Blue cheese can be a domineering flavor, but not when mixed with apple and nuts in a burger like this. Since they are all refrigerator and pantry ingredients you can make this recipe at any time.
Serves 4-6
- 6 oz/175 gr new potatoes
- 1½ cups mixed nuts, such as pecans, almonds, and hazelnuts
- 1 onion, coarsely chopped
- 8 oz/225 gr Granny Smith or other eating apples, peeled, cored, and grated
- 6 oz/175 gr blue cheese, such as Stilton, crumbled
- 1 cup fresh whole-wheat bread crumbs
- Salt and pepper
- 2 tablespoons whole-wheat flour
- 1-2 tablespoons corn oil
- Cook the potatoes in a pan of boiling water for 15-20 minutes, or until tender when pierced with a fork.
- Drain and, using a potato masher, crush in small pieces and place in a large bowl.
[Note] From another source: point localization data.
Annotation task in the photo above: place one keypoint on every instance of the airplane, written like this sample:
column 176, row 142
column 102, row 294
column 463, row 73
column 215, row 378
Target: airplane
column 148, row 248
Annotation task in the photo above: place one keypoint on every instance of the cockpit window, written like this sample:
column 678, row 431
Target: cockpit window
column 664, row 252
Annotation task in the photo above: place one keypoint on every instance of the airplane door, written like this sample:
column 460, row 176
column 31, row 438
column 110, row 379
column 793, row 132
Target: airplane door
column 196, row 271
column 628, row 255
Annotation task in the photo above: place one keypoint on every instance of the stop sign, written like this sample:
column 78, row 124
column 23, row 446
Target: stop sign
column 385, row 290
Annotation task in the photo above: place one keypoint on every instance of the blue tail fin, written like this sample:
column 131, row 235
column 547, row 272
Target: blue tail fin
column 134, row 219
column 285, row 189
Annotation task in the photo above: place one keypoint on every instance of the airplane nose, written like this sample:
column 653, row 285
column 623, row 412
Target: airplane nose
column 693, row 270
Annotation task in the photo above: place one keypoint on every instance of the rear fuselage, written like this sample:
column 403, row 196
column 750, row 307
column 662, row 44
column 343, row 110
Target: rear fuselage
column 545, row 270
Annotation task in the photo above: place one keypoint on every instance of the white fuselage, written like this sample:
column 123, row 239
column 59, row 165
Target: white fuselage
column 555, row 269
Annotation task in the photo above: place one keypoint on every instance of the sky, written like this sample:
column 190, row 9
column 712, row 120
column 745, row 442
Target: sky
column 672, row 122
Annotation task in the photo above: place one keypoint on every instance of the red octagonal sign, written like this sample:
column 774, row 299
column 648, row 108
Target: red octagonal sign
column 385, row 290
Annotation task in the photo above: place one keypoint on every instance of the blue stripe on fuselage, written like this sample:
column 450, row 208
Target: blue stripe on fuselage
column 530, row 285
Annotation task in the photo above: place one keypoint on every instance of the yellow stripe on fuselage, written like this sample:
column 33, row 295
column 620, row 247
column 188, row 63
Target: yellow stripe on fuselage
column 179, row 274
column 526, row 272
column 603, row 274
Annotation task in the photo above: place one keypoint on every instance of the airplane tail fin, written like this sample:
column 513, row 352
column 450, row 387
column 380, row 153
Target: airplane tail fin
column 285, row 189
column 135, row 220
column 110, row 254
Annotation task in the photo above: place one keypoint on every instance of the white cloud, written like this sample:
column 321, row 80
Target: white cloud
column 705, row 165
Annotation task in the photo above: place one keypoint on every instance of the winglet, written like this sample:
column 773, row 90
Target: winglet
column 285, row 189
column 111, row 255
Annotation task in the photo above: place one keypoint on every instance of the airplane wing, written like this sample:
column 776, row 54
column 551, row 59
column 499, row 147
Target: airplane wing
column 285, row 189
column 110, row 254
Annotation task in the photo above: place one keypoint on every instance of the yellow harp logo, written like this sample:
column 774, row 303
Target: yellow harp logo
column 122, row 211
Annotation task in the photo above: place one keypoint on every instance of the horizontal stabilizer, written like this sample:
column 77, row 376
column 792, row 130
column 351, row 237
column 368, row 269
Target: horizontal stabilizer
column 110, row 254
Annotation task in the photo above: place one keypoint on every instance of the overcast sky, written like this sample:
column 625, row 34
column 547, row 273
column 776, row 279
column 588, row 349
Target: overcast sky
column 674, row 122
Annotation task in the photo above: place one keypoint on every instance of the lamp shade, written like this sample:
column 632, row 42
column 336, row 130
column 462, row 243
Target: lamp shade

- Place the nuts and onion in a food processor and, using the pulse button, chop finely.
- Add the nuts, onion, apple, cheese, and bread crumbs to the potatoes in the bowl, season with salt and pepper to taste and mix well.
- Shape into 4-6 equal-size burgers, coat in the flour, then cover and let chill for 1 hour.
- Heat a heavy-bottom skillet and add the oil.
- When hot, add the burgers and cook over medium heat for 5-6 minutes on each side or until piping hot.
- Arrange salad greens on top of the bases of 4-6 lightly toasted cheese-topped baps.
- Add the burger, top with sliced red onions, add the lid, and serve with coleslaw and tomato ketchup.